PATERSON OWEN NW Owen Paterson MP is Shadow Secretary of State for Northern Ireland.

We have made a great deal of progress over the past year in Northern Ireland in achieving our main objectives.  These are to develop our relationship with the Ulster Unionists, offer national politics to people in Northern Ireland, support the political process, help to make devolution work and establish ourselves as an alternative to Labour that can deliver the change Northern Ireland needs.

Last December, in a hugely successful speech to the Ulster Unionist conference, David Cameron set out our vision for bringing Northern Ireland back into the mainstream of United Kingdom politics.  He voiced his determination to end the situation whereby people could only vote for local parties, who could never form the government let alone have ministers in it.  He declared his intention to offer voters a dynamic new political and electoral force of Conservatives and Unionists.

Since then, things have moved forward.  In February, both the Conservative Party in Northern Ireland and the Ulster Unionists agreed to establish a Joint Committee to oversee our campaigns for the European and Westminster elections.  This has continued to meet regularly ever since.  At the European elections in June, Jim Nicholson was elected as the Conservatives and Unionists candidate with the highest vote of any pro-union candidate.  He is now a full member of the Conservative group in the European Parliament.  We are now the only party with MEPs in every part of the United Kingdom.

Our next big task is the general election.

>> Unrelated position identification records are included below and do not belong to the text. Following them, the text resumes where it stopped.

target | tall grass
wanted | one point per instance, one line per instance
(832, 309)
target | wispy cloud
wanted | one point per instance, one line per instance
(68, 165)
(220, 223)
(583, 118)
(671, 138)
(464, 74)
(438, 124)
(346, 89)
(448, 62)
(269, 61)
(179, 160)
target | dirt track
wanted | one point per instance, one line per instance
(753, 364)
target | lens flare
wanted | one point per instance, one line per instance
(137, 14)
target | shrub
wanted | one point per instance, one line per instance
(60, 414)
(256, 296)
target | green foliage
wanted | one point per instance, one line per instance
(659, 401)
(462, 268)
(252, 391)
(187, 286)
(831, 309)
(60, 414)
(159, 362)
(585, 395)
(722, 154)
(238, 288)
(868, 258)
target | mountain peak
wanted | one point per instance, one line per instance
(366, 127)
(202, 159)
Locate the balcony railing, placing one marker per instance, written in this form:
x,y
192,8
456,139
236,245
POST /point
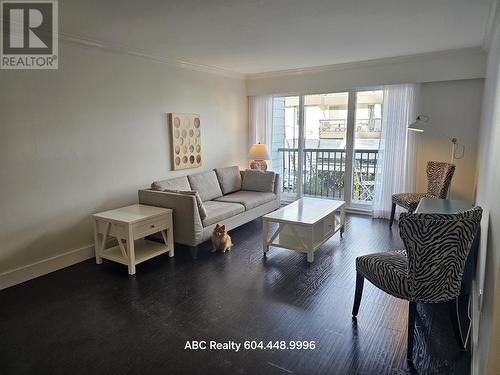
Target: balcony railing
x,y
324,171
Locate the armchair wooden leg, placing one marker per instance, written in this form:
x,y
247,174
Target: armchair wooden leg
x,y
412,311
359,292
393,212
193,250
455,321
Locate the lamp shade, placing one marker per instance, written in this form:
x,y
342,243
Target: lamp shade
x,y
419,124
258,151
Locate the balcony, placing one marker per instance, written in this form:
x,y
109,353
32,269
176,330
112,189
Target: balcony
x,y
324,171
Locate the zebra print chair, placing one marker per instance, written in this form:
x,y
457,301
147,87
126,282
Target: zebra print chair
x,y
429,270
439,175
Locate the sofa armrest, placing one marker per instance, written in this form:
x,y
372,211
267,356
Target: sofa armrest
x,y
187,223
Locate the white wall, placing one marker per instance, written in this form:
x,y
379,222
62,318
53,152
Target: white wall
x,y
454,110
86,137
487,322
439,66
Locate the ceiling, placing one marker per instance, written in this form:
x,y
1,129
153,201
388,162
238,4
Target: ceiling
x,y
253,36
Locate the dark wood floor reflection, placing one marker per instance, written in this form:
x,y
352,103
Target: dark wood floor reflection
x,y
89,319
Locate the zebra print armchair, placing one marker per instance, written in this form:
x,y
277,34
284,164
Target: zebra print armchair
x,y
429,270
439,175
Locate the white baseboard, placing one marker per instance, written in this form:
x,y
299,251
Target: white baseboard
x,y
43,267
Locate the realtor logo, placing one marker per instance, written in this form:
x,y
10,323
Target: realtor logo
x,y
29,34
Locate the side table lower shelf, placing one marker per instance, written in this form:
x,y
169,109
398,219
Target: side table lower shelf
x,y
144,250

A procedure for selecting candidates is in place and this is underway.  Each party will short-list candidates who will be put before the Joint Committee consisting of representatives of the Conservatives and the Ulster Unionists.  Every candidate will ultimately have to have the endorsement of the Committee and be ratified by David Cameron and [UUP leader} Sir Reg Empey.

In addition, we have a new campaign headquarters established in the centre of Belfast.  This is staffed by senior officials from the Conservatives and the Ulster Unionists.  Our aim is to run the most modern, sophisticated and innovative campaign that Northern Ireland politics has ever seen.  Our parties are working increasingly closely together and this year we are welcoming many Ulster Unionists from across their membership to our Conference and we are delighted that Sir Reg is winding up the Union Session in Manchester tomorrow morning.

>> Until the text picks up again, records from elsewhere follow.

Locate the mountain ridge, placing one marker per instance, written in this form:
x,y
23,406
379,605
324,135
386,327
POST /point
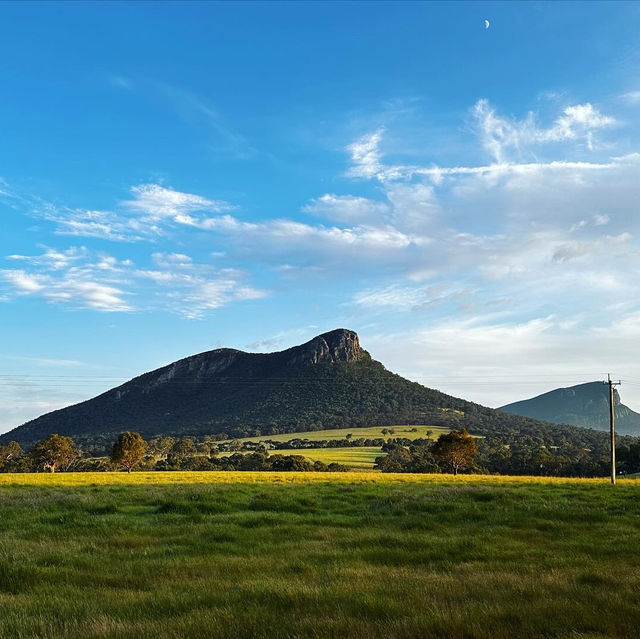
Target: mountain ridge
x,y
585,405
328,382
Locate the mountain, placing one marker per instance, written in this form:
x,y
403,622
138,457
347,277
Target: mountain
x,y
329,382
582,405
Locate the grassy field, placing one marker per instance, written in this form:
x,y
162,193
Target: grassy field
x,y
341,433
356,458
168,555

There should be no doubt: every candidate at the next election will be standing on an agreed manifesto and if elected, Conservatives and Unionists from Northern Ireland will take the Conservative Whip and will be full members of the Conservative Parliamentary Party at Westminster.  They will have the same rights and responsibilities as Conservatives elected in England, Scotland and Wales.  Like them, they will be eligible to serve as ministers in a Conservative Government.

We are attracting new talent.  Last month the Alliance Party candidate for the European elections, Ian Parsley, joined the Conservative Party in Northern Ireland.  Ian is now running the Northern Ireland arm of the Centre for Social Justice and in the coming months he is writing a major report on “Breakdown Belfast”  identifying ways of improving the lives of many of the most deprived and sadly neglected, parts of the community.

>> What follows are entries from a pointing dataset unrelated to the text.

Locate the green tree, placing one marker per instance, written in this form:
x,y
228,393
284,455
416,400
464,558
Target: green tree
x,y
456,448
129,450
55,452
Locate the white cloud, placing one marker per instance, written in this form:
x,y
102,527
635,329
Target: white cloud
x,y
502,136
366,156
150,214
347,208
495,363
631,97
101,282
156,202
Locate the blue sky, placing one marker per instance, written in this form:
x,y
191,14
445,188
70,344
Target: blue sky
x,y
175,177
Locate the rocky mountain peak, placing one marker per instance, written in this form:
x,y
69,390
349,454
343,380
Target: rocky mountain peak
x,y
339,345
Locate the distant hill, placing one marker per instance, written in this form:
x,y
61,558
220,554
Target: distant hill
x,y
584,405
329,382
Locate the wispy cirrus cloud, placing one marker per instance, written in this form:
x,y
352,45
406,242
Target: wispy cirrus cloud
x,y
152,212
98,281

It is important, too, that we bring into politics people who might have been put off by the sectarian squabbling of the past.  Make no mistake – the Conservatives and Unionists are a modern, compassionate and inclusive centre-right force that wants to build a shared future for everybody in Northern Ireland.  We aim to attract into our ranks people from all parts the community, whatever their ethnic background, religion or gender. Only last week, local Conservatives short-listed Catholic businesswoman, Sheila Davidson, in Lagan Valley, in South Belfast, Peter McCann, a Catholic former BBC producer of Top Gear from West Belfast and in East Belfast, Cllr Deirdre Nelson, who defected from the DUP on Ballymena Council.

The time has come for politics in Northern Ireland to move on and focus on the issues that matter to people in their everyday lives.  Of course we support devolution and power sharing at Stormont.  David and I have no intention of interfering in devolved matters where Ulster Unionists will continue to take decisions that best suit local needs.  Devolution means exactly that, even where Northern Ireland decides to take a separate course from the rest of the country.

We want to see the institutions in Northern Ireland bed-down and develop.  David Cameron has made it abundantly clear that he is not in the business of unpicking the agreements of the past number of years.  Rather, we want them to work.  Any government he leads will always uphold its international obligations.  We will continue to work closely with our partners in the Irish and American administrations.  However, unlike the current government, we will never be neutral when it comes to expressing our support for the Union.

Northern Ireland has made many great strides forward in recent years but its politics remain stuck in the past.  Conservatives and Unionists offer a new choice. At the next election every Conservative and Unionist elected will be one MP closer to getting rid of Gordon Brown, to putting David Cameron into Downing Street and to ending Northern Ireland’s semi-detached status.  Then, if we win, we can start delivering the change that Northern Ireland and the whole of our United Kingdom, needs.